Second, choose consistent kindness and tenderheartedness in everyday moments—especially when you feel annoyed. Make your tone gentle. Listen before you respond. If your friend is struggling, avoid minimizing their feelings. Instead, reflect compassion.
Third, respond to conflict with a forgiveness mindset. When you sense hurt, pause and pray before you speak. Then look for ways to practice forbearing and forgiving—even if the other person hasn’t figured everything out yet. A good start is to say, “I don’t want this to come between us.” If needed, propose a calm conversation rather than letting resentment grow.
Finally, remember that Christian friendship flows from the mercy you’ve received. As you extend grace, you’re participating in what God is doing in your own heart.
Ask God daily: “Help me be the kind of friend who shares burdens, gives kindness, and forgives like Christ.”
Frequently Asked Questions
What does the biblical meaning of a good friend look like according to Scripture?

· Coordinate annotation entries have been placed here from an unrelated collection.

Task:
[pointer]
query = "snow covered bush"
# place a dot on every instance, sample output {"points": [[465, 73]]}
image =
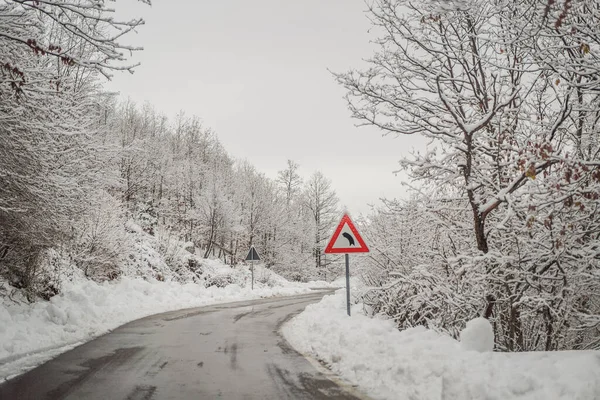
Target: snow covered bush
{"points": [[100, 240]]}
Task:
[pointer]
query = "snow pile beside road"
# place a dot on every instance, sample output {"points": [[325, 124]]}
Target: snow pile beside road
{"points": [[86, 309], [422, 364]]}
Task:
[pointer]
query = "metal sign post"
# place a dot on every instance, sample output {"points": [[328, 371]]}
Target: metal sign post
{"points": [[347, 283], [346, 239], [252, 256]]}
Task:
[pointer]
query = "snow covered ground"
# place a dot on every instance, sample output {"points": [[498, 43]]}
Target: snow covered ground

The Bible describes a good friend as someone who actively supports others. It means bearing one another’s burdens and responding with kindness and tenderhearted forgiveness. When quarrels arise, Scripture calls for forbearance and forgiveness so relationships can heal.

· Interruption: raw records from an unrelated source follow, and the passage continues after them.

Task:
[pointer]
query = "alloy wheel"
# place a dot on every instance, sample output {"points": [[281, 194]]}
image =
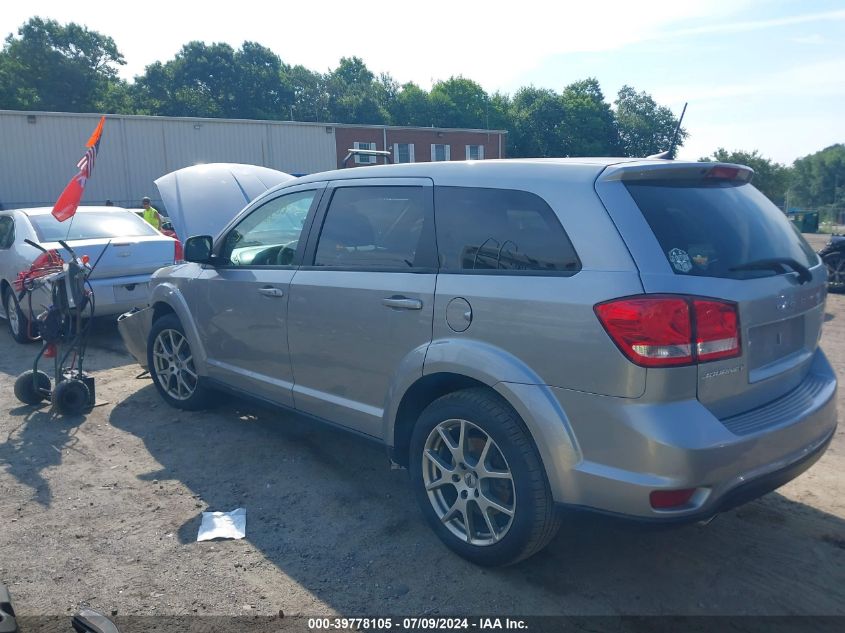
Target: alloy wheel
{"points": [[174, 364], [468, 482]]}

How Christians should treat friends when someone is going through a tough time?
A Christian responds by sharing the load. Galatians 6:2: teaches believers to bear one another’s burdens. Practical support may include prayer, listening, and helpful assistance, reflecting Christ’s love through faithful presence.
What does Bible teaching on forgiving friends say when trust is hurt?
Scripture urges forgiveness as a response to God’s mercy. Ephesians 4:32: calls believers to be kind, tenderhearted, and forgiving even as God has forgiven them. Colossians 3:13: adds that forgiveness applies “if any man have a quarrel,” following Christ’s example.
How can I show **scripture guidance for friendship** when conflict happens?
Start with forbearance—patience and restraint—rather than escalating the dispute. Then choose forgiveness rather than holding resentment. Colossians 3:13: reminds believers to forbear and forgive even when there is a quarrel, just as Christ forgave.
A Short Prayer
Lord Jesus, thank You for forgiving us and for showing us what real friendship looks like. Teach us to bear one another’s burdens with compassion, to speak with kindness and tenderheartedness, and to forgive freely when hurts come. Where there is conflict, help us choose forbearance and restoration instead of bitterness. Make our relationships reflect Your love, so others see Your mercy through how we care for our friends. Amen.